Ricardo Correa


Ya va quedando en el olvido la tragedia ocurrida en Dacca, la capital de Bangladesh, el pasado 24 de abril, en la cual murieron 1.127 personas y quedaron heridas 2.437 al derrumbarse el edificio Rana Plaza, de ocho pisos, en el cual trabajaban más de cinco mil operarios de la industria de las confecciones. Para poner en perspectiva lo ocurrido en esas lejanas tierras, el terremoto del Eje Cafetero de hace catorce años dejó 1.300 muertos y 3.250 heridos. Lo de Dacca sucedió en un solo edificio.
Se repite una historia, esta vez en su versión más cruel. Miles y miles de enormes talleres en Asía, África del Norte y Latinoamérica, que cosen la ropa de Europa y Norteamérica, pero también parte de la nuestra, y que lo hacen en condiciones tan inhumanas como aquellas que soportaban los trabajadores en la Revolución Industrial en la Inglaterra del siglo XVIII: hacinamiento, jornadas eternas, agotamiento extremo, condiciones antihigiénicas, restricciones a la libertad, daño a la salud, pagos miserables y muerte. Estas fábricas son el primer eslabón de una cadena que termina en nuestros roperos, y que en el intermedio tiene a empresarios criminales en los países donde se cose y confecciona, diseñadores glamurosos, famosas marcas de ropa y una industria publicitaria desbordada. A este respecto recomiendo leer el excelente artículo de Marta Ruiz en la última revista Arcadia de junio 18 de 2013 "El último abrazo". (Este es el link en Internet http://www.revistaarcadia.com/opinion/columnas/articulo/el-ultimo-abrazo/32138).

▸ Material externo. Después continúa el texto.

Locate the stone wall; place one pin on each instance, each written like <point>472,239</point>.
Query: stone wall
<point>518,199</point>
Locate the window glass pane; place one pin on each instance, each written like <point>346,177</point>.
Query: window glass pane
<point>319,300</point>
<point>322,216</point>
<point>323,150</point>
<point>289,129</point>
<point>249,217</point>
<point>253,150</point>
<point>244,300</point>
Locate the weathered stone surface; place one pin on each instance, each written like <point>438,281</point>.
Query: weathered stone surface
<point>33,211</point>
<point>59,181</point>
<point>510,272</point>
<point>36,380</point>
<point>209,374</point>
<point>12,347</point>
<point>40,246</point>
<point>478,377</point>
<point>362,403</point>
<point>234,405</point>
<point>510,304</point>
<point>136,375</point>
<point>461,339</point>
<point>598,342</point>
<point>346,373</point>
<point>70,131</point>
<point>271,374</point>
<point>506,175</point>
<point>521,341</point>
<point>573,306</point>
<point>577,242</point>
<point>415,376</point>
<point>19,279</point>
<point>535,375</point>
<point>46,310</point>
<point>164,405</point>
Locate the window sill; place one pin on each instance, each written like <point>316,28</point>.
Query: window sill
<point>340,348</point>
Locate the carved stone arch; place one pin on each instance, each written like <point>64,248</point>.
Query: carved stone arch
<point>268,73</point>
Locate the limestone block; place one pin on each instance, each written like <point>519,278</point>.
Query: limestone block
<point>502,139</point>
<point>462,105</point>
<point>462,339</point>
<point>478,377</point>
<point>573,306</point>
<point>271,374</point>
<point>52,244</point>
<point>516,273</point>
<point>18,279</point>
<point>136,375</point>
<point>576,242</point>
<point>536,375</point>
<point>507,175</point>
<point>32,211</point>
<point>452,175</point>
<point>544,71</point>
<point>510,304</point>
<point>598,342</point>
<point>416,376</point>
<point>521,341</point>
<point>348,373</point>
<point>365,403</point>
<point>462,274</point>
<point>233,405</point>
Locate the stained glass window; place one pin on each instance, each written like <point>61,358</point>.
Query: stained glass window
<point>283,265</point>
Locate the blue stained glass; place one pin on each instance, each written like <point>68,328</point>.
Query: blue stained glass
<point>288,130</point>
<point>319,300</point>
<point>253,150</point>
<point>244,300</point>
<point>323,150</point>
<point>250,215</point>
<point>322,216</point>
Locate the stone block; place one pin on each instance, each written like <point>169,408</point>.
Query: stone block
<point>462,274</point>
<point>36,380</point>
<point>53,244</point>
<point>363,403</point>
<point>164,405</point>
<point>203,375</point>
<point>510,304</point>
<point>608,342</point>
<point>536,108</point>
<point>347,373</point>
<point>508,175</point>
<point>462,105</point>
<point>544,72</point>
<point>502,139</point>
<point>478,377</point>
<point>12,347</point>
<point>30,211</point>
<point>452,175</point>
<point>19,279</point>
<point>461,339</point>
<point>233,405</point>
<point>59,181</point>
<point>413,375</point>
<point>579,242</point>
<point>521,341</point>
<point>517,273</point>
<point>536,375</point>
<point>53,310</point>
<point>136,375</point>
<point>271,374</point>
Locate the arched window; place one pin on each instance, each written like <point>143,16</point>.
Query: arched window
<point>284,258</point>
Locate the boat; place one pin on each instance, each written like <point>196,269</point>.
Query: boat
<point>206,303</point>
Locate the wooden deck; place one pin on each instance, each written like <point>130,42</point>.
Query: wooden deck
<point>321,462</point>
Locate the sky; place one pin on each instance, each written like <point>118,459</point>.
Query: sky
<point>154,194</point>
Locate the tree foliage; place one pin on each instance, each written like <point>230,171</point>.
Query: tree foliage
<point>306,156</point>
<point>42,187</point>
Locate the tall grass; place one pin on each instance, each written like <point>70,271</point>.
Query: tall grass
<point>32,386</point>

Y no es solo en la industria textil donde ocurren estos horrores, también en una infinidad de líneas de consumo y, quien lo creyera, en el sofisticado sector de los computadores, teléfonos inteligentes y tabletas electrónicas. Hace tres años recorrió el mundo la noticia de la ola de suicidios ocurridos en la fábrica china Foxconn, la que ensambla artefactos para Apple, Nokia, Sony, Dell y Hewlett-Packart. Sus trabajadores no podían con el increíble estrés que generaba su oficio. Todo esto nos recuerda las épocas coloniales, como por ejemplo cuando del Congo y la Amazonia, a principios del siglo pasado, empresas europeas extraían el caucho a la par que exterminaban pueblos nativos. Es una corrupción que no termina.
No cabe duda de que todos nos indignamos con hechos como el de Dacca, y reclamamos acción de los gobiernos y mayor responsabilidad de las empresas. Lo cual es apenas obvio. Los gobiernos de países pobres hacen extremadamente flexibles las condiciones para producir en su territorio, olvidando la obligación de proteger a sus ciudadanos, y las empresas que recurren a proveedores en estos lugares se aprovechan de unos mercados laborales miserables. Bangladesh exporta en confecciones 18.000 millones de dolares, lo que hace a este sector su principal fuente de divisas con un 80 % del total. Los obreros reciben al mes unos 32 dólares y existen 4.500 fábricas textileras, la mayoría de ellas tan vetustas, precarias e inhumanas como las del Rana Plaza. La paradoja es que para los obreros que llegan a estos puestos de trabajo, es una "gran oportunidad" lograr un empleo en las maquilas.
Algo criminal hay en todo esto. En lo macro se revela un orden económico mundial con zonas oscuras y serias grietas, tan protuberantes como las del edificio que colapsó en Dacca. En muchas actividades empresariales hay una codicia sin límites, queriendo presentar una cara amable con esporádicas obras de caridad y fundaciones sociales, pero que en lo sustancial de los negocios sacrifica a las personas: unas veces a los trabajadores y otras a los consumidores, o a ambos al tiempo, y también a la naturaleza.
Sin embargo, así nos parezca lejana y ajena la tragedia de Bangladesh, no podemos excluirnos de ella. Un espíritu de consumismo voraz recorre el mundo entero y de él no nos hemos sustraído. La abundancia material que experimentan sociedades enteras, sectores de estas e individuos está generando una tremenda depredación en dos dimensiones: de otros seres humanos y de la naturaleza. Y hasta que no pare esta fiebre tampoco pararán las explotaciones que evidenciamos. Hay un reto personal para cada uno de nosotros. Es menester hacer conciencia de qué tanto estamos metidos en este remolino de derroche y destrucción. Tal vez sea la hora de reflexionar sobre el significado concreto que las palabras sobriedad y austeridad debe tener en nuestras vidas. Podemos empezar por revisar el ropero, la despensa, el garaje y el escritorio. Y tal vez allí encontraremos nuestra contribución real y concreta para que no se repita el desastre del Rana Plaza.